It can be a ticklish thing, this baking bread on a wood-burning range the first time. I have had many a failure and many successes. We eat the failures as well as the successes.

This is a basic whole wheat recipe I'd like to share with you:

2-1/2 cups milk, scalded
1/4 cup honey
1 tablespoon salt
1/2 cup nutritional yeast
One pkg. active dried yeast softened in
1/2 cup lukewarm water
3 tablespoons cooking oil
6 to 8 cups wholewheat flour

Blend milk, honey, salt and nutritional yeast. When this cools to lukewarm, add softened yeast, oil and three cups of the flour. Beat until bubbles rise to the surface. Add enough of the remaining flour to make a soft dough that comes away clean from the sides of bowl. Turn dough onto floured surface and let rest ten minutes. Then knead until smooth and elastic. Place in oiled bowl, turning dough over several times to coat with oil. Cover. Let rise again. Divide dough into 3 equal portions. Shape into balls and let stand for five minutes, then mold into loaves. Place in oiled bread pans. Let rise until nearly doubled in bulk, about an hour.
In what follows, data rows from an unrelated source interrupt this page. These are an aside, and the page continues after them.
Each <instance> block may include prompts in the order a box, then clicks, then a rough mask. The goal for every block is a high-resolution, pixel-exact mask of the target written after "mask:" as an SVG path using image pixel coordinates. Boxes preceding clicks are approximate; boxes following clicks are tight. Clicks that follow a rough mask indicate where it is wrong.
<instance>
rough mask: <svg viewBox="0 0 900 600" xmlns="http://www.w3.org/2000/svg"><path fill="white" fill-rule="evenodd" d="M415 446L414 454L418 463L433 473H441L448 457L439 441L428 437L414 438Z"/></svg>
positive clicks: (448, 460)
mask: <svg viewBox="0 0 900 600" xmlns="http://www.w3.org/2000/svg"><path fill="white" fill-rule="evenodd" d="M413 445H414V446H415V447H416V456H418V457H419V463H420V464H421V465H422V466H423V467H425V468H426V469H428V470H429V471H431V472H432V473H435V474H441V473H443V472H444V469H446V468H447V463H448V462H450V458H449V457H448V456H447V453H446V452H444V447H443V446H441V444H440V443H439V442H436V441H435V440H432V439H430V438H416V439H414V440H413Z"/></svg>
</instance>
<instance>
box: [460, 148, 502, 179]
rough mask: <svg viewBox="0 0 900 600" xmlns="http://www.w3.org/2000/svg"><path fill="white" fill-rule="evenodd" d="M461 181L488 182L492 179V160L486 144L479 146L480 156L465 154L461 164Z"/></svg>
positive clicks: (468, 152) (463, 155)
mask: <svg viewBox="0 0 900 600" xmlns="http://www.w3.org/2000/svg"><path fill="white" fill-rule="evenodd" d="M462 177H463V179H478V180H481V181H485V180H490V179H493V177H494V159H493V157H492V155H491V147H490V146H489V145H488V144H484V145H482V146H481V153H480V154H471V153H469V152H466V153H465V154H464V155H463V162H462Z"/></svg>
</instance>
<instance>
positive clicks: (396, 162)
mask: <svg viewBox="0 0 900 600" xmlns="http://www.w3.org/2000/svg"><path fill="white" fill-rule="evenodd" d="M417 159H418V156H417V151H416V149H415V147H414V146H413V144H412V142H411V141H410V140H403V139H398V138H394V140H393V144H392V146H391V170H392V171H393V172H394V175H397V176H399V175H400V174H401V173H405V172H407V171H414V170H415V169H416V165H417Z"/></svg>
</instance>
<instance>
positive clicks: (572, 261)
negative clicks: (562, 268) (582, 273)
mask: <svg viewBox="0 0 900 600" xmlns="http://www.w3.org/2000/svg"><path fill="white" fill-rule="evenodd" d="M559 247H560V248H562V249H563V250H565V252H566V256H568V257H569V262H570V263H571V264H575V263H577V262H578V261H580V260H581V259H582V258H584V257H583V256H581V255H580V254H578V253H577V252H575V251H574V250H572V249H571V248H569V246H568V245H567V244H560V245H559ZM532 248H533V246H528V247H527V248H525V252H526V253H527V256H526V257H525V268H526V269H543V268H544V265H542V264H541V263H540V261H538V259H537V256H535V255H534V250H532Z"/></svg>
Bake about an hour in moderately hot oven.

I always start my fire when I place loaves in bread pans for last rising, which takes about 30 or 40 minutes. This gives the fire time to get "moderately" hot.

My oven has a temperature gauge which says simply SLOW—MODERATE—HOT. No numbers for degrees, just those three words. When that needle registers HOT, let me tell you, it is exactly that. I would judge it to be about a thousand degrees in the oven.

So you'll want to "baby" your fire on bread baking day. Sometimes in spite of all I can do, the fire will nearly reach the HOT mark before I can slow 'er down. Then I call upon that modern invention, aluminum foil and make a nice little cap over all three loaves. After that, the old fire can get as hot as it likes while the bread cooks to perfection inside. If I am out of foil, I put a large tray or several lids on top of the loaves after they have crusted over. This is not too desirable, but will do in a tight. Even then, sometimes, I have to leave the oven door ajar.

This doesn't happen too often, but it does happen occasionally. (I like to think of these times as some more of that character-building stuff I mentioned.)

If you place a pan of water on the floor of the oven under the loaves, it seems to give them volume and keeps the temperature easier to control. The bread is delicious and well worth the effort.